John Hopkins Dataset

In [None]:
import pandas as pd
import numpy as np
import matplotlib.pyplot as plt

In [None]:
url = 'https://raw.githubusercontent.com/CSSEGISandData/COVID-19/master/csse_covid_19_data/csse_covid_19_time_series/time_series_covid19_confirmed_global.csv'

df = pd.read_csv(url)
df.head()

In [None]:
print(df.shape)
print(df.columns [:10])

Finding which columns are location and which are dates so I can make each row one location and date

In [None]:
meta_cols = ['Province/State', 'Country/Region', 'Lat', 'Long']
date_cols = [c for c in df.columns if c not in meta_cols]

In [None]:
df_long = df.melt(id_vars=meta_cols,
                  value_vars=date_cols,
                  var_name='Date',
                  value_name='Cumulative_Deaths')

In [None]:
df_long['Date'] = pd.to_datetime(df_long['Date'], format='%m/%d/%y')

df_long.head(10)

In [None]:
df_long = df_long.rename(columns={
    'Province/State': 'Province_State',
    'Country/Region': 'Country_Region',
    'Lat': 'Latitude',
    'Long': 'Longitude'
})

df_long['Province_State'] = df_long['Province_State'].fillna('')

df_long.info()

In [None]:
df_long['Location'] = df_long['Country_Region'] + \
    df_long['Province_State'].apply(lambda x: f", {x}" if x else "")

df_long = df_long.sort_values(['Location', 'Date'])

df_long['Daily_New_Deaths'] = df_long.groupby('Location')['Cumulative_Deaths'].diff().fillna(0)

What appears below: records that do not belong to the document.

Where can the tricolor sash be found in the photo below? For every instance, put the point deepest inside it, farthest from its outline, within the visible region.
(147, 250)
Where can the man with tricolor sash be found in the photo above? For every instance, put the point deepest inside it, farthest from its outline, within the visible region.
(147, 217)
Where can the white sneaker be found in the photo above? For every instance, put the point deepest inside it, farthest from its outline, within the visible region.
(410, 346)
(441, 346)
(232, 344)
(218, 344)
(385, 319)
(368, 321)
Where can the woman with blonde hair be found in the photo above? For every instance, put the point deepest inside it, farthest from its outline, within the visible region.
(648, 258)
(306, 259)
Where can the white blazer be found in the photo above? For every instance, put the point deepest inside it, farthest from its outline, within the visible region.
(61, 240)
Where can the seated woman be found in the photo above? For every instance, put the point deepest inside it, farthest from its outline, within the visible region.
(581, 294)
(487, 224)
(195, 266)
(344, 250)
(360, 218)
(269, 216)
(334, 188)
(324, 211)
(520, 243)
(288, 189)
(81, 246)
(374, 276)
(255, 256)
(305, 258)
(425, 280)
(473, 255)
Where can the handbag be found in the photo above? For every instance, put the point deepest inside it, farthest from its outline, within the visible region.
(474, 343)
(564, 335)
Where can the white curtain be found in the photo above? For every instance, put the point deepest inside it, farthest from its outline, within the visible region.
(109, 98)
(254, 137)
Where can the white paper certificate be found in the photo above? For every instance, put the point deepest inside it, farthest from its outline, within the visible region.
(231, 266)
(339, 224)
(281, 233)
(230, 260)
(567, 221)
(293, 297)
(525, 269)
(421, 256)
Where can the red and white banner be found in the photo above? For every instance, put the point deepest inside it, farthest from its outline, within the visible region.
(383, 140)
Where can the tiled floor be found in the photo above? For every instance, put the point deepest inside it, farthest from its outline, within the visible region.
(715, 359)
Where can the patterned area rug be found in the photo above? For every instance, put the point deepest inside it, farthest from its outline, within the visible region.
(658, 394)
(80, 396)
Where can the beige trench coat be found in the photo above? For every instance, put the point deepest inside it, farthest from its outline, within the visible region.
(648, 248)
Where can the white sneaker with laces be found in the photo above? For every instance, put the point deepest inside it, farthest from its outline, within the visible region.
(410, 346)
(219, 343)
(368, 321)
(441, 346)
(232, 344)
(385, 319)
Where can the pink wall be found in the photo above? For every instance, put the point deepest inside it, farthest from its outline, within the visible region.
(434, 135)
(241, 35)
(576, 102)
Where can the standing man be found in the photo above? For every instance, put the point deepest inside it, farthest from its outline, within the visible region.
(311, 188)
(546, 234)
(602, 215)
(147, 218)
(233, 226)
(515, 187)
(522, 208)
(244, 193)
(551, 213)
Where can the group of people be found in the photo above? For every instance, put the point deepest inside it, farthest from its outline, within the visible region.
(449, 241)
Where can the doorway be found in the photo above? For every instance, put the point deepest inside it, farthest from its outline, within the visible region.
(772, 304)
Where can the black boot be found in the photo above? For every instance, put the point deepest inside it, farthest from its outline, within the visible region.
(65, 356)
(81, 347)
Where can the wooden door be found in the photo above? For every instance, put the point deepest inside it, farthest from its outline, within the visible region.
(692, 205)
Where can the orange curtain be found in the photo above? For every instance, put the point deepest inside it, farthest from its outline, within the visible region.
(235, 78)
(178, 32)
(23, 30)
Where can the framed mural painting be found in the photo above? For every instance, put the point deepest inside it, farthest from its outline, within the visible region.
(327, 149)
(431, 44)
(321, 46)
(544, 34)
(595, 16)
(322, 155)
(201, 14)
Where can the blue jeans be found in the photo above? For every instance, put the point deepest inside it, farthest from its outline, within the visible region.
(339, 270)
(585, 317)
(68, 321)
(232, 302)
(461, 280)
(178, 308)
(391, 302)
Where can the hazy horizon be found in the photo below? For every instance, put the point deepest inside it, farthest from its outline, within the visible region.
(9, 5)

df_long['Daily_New_Deaths'] = df_long['Daily_New_Deaths'].clip(lower=0)

df_long.head(10)


In [None]:
df_long['Rolling_7Day_Avg'] = (
    df_long.groupby('Location')['Daily_New_Deaths']
    .transform(lambda x: x.rolling(7, min_periods=1).mean())
)
df_long.head(10)


In [None]:
latest_date = df_long['Date'].max()

summary = (df_long[df_long['Date'] == latest_date]
           .groupby('Country_Region')['Cumulative_Deaths']
           .sum()
           .sort_values(ascending=False)
           .head(10))

summary

In [None]:
countries = ['United States', 'India', 'Brazil', 'France']

plt.figure(figsize=(10,6))
for c in countries:
    subset = df_long[df_long['Country_Region'] == c]

    series = subset.groupby('Date')['Rolling_7Day_Avg'].sum()
    plt.plot(series.index, series.values, label=c)

plt.title('7-Day Rolling Average of Daily COVID-19 Deaths')
plt.xlabel('Date')
plt.ylabel('Deaths (7-day avg)')
plt.legend()
plt.grid(True)
plt.show()


I started with the Johns Hopkins global deaths time-series dataset. The data was in a wide format, with dates across columns.

Using pandas.melt(), I reshaped it into a tidy form where each row represents one location on one date. Then I created new columns for daily new deaths and a 7-day rolling average

When I first calculated daily new deaths, most of the early dates showed zeros. This is because the dataset starts before any deaths were reported, so the cumulative totals were still at zero. Since daily deaths are calculated as the difference from the previous day, the result naturally stays zero until the first increase occurs. This pattern shows the initial phase before COVID-19 deaths began being reported.